🤖 AI Summary
This work addresses the challenge of identifying, with high confidence and sample efficiency, the optimal edge node that minimizes the long-term average Age of Information (AoI) under unknown and time-varying node dynamics. The problem is formulated as a fixed-confidence best-arm identification task in a restless multi-armed bandit (RMAB) setting, where each arm evolves independently according to an unknown Markov chain. The paper presents the first RMAB identification framework tailored for AoI minimization, featuring an age-aware LUCB algorithm. Key contributions include establishing an instance-dependent upper bound on sample complexity that scales with the Markov mixing time, and deriving an information-theoretic lower bound that quantifies how temporal correlations affect identification difficulty. Experimental results demonstrate that the proposed method substantially reduces sampling costs, outperforming existing baselines—particularly in high-confidence regimes.
📝 Abstract
Real-time status updating applications increasingly rely on networks of devices and edge nodes to maintain data freshness, as quantified by the age of information (AoI) metric. Given that edge computing nodes exhibit uncertain and time-varying dynamics, it is essential to identify the optimal edge node with high confidence and sample efficiency, even without prior knowledge of these dynamics, to ensure timely updates. To address this challenge, we introduce the first best arm identification (BAI) problem aimed at minimizing the long-term average AoI under a fixed confidence setting, framed within the context of a restless multi-armed bandit (RMAB) model. In this model, each arm evolves independently according to an unknown Markov chain over time, regardless of whether it is selected.
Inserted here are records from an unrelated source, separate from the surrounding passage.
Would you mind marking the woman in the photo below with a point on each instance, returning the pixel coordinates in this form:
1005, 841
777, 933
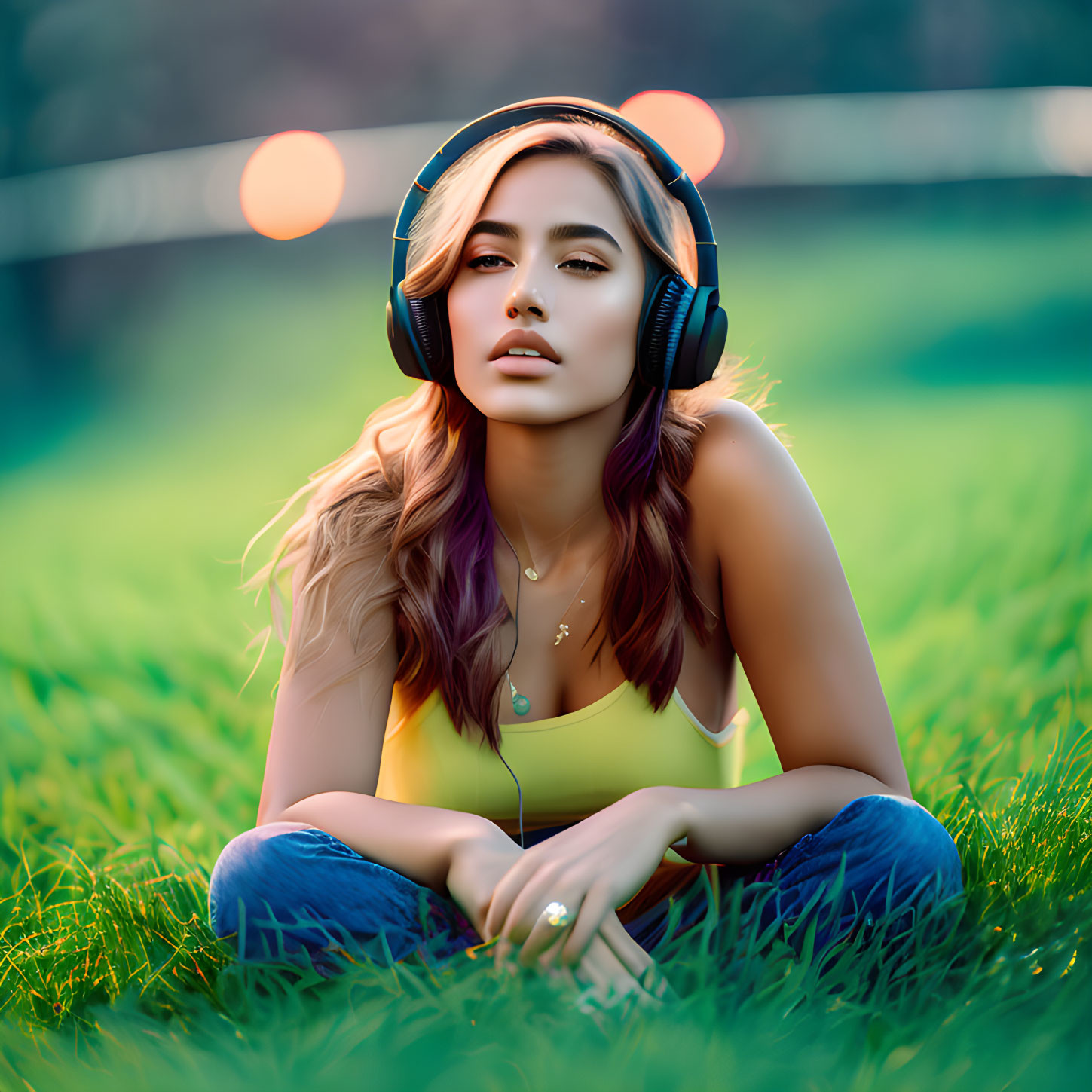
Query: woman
549, 555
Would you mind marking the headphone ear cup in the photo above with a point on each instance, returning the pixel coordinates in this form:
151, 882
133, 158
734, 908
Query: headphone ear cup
662, 326
430, 330
418, 330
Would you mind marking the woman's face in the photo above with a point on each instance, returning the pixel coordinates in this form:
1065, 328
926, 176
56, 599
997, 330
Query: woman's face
581, 294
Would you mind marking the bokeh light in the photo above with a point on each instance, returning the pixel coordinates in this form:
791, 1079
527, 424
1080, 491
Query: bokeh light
687, 128
292, 185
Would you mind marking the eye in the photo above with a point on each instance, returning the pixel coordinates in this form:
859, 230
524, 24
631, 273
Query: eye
590, 269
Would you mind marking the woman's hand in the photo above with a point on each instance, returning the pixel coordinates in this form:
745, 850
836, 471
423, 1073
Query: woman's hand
614, 960
591, 867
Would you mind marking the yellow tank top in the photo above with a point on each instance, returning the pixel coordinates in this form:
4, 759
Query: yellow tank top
569, 766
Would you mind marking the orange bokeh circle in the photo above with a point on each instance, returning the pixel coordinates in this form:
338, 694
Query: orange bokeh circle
292, 184
687, 128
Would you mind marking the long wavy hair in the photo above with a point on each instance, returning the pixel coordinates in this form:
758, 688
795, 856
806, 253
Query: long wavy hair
402, 518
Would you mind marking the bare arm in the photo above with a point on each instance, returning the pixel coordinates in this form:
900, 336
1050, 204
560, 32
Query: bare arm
802, 644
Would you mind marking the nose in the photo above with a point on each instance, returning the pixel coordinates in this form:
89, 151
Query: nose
525, 298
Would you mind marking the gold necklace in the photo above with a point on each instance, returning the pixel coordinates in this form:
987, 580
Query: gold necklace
520, 702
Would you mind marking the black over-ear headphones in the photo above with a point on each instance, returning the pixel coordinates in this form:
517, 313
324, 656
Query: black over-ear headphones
683, 329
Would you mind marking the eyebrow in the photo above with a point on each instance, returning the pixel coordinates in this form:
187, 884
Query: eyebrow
557, 234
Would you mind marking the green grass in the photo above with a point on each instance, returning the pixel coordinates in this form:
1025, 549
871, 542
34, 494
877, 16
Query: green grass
129, 757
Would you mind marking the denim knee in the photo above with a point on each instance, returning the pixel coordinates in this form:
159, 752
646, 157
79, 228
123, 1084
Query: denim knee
240, 870
897, 855
901, 834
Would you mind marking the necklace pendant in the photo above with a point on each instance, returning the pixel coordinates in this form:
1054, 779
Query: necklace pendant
520, 702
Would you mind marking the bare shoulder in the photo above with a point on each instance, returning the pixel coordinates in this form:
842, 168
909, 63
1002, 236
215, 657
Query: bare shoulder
735, 449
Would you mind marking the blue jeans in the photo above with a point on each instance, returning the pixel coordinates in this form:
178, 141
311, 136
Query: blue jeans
287, 886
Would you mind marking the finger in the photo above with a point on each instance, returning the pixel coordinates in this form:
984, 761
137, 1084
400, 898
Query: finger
593, 910
629, 953
544, 935
604, 971
505, 895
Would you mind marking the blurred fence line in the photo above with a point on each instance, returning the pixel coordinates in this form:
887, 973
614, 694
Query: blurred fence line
788, 140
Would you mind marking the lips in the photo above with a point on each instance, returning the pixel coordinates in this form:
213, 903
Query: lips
525, 338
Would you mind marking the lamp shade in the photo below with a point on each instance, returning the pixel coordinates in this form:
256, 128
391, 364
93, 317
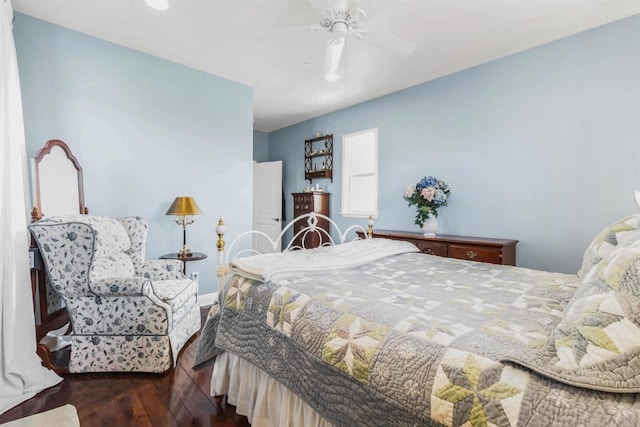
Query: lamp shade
184, 206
To capture the temporal trajectories of AoI in the presence of unknown restless dynamics, we develop an age-aware LUCB algorithm that incorporates Markovian sampling. Additionally, we establish an instance-dependent upper bound on the sample complexity, which captures the difficulty of the problem as a function of the underlying Markov mixing behavior. Moreover, we derive an information-theoretic lower bound to characterize the fundamental challenges of the problem. We show that the sample complexity is influenced by the temporal correlation of the Markov dynamics, aligning with the intuition offered by the upper bound. Our numerical results show that, compared to existing benchmarks, the proposed scheme significantly reduces sampling costs, particularly under more stringent confidence levels.